After more than a year of gathering seismic data, Apache Oil Corporation will spend 2013 finishing its massive seismic campaign — billed as the largest in Cook Inlet in recent memory — piecing it together and pinpointing where drilling will continue.
Apache Government Relations Manager Lisa Parker said the company has already started drilling its first Cook Inlet well near Tyonek, has amassed hundreds of square miles of seismic data in northern portions of the inlet and on the Peninsula and is still waiting for permits to gather more seismic data.
“Where we drill in 2013 will be dependant upon how long it takes for the seismic data to get compiled and get it to the geologists and geophysicists to analyze it and to determine the best locations to drill,” she said.
In September the company and its seismic operation subcontractor SAExploration finished a portion of its seismic aspirations and ended up with more than 300 square miles of data. That data is spread out on the west side of the inlet from the east forelands area north including portions of Nikiski and up into Tyonek.
“We are in the process of getting that data together and trying to figure out what we’ve got and what might be there and how things look,” Parker said. “The geologists are in the process of putting that into what they call pre-stack data and then cleaning it up and refining it.
“There is so much data that’s been accumulated it’ll take a while to analyze it.”
In mid-November, Parker said Apache started drilling its first well — the Kaldachabuna No. 2 — near Aurora Gas’s Moquawkie and Lone Creek units close to Tyonek.
The company hopes to drill the Kaldachabuna well to a total depth of 12,000 feet by mid-February. Apache is leasing a Patterson-UTI drilling rig that was shipped north from North Dakota’s Bakken formation.
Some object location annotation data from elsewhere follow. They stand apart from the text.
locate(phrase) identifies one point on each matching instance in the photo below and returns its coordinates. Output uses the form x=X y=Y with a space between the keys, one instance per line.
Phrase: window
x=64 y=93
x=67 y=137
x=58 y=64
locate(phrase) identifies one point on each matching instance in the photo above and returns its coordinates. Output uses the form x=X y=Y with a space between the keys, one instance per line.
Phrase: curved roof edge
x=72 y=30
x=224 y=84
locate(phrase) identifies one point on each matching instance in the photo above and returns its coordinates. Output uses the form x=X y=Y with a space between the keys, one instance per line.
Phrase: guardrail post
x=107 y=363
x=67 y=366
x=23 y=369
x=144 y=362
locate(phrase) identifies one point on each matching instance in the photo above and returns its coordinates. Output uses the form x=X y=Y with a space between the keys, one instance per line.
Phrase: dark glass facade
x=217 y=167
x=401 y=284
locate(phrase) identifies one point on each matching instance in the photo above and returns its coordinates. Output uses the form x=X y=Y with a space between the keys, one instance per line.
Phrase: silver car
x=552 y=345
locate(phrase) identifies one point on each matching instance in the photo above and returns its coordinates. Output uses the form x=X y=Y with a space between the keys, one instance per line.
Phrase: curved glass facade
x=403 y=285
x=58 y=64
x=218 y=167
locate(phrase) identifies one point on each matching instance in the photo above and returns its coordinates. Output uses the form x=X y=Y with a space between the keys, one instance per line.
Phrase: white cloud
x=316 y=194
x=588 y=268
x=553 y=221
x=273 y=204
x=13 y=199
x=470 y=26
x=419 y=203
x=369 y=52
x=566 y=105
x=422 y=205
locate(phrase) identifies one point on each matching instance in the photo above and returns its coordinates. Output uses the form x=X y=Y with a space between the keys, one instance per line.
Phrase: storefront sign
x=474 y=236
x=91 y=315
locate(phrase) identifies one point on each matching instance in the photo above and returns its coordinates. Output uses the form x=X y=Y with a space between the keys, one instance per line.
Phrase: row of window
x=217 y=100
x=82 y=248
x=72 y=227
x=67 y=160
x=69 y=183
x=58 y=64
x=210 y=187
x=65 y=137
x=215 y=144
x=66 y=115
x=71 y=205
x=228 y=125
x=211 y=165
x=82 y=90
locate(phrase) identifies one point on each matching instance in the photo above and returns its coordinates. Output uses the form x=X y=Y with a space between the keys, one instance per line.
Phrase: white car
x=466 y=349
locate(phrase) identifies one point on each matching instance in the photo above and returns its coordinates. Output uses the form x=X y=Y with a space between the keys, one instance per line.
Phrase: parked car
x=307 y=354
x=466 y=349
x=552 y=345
“Our target is oil,” she said.
Parker said it was too early to tell when any oil from the Kaldachabuna well could reach market. Spring and summer flow testing would help determine what, if anything, is in the area, she said.
Any additional drilling in 2013 would likely be onshore. Offshore drilling is plausible, Parker said, because the company has gathered twice as much offshore seismic data as they have onshore. However, Apache is not currently discussing bringing a jack-up rig to the area, she said.
Parker said Apache is still waiting on several federal permits before it can finish seismic testing in areas near Ninilchik, Nikiski north to Point Possession and within the Kenai National Wildlife Refuge.
The company made headlines when work it planned to complete halted in mid-September because of stalled federal permits. The only work the company could finish was previously permitted marine seismic in northern portions of the inlet.
“We will not send our seismic contractor back to work until we have the permits we need in order to work,” she said. “Once we have those permits it will take that contractor 60 to 90 days to mobilize his equipment and personnel. We would love to be working today.
“If that program were still going there would be lots of activity.”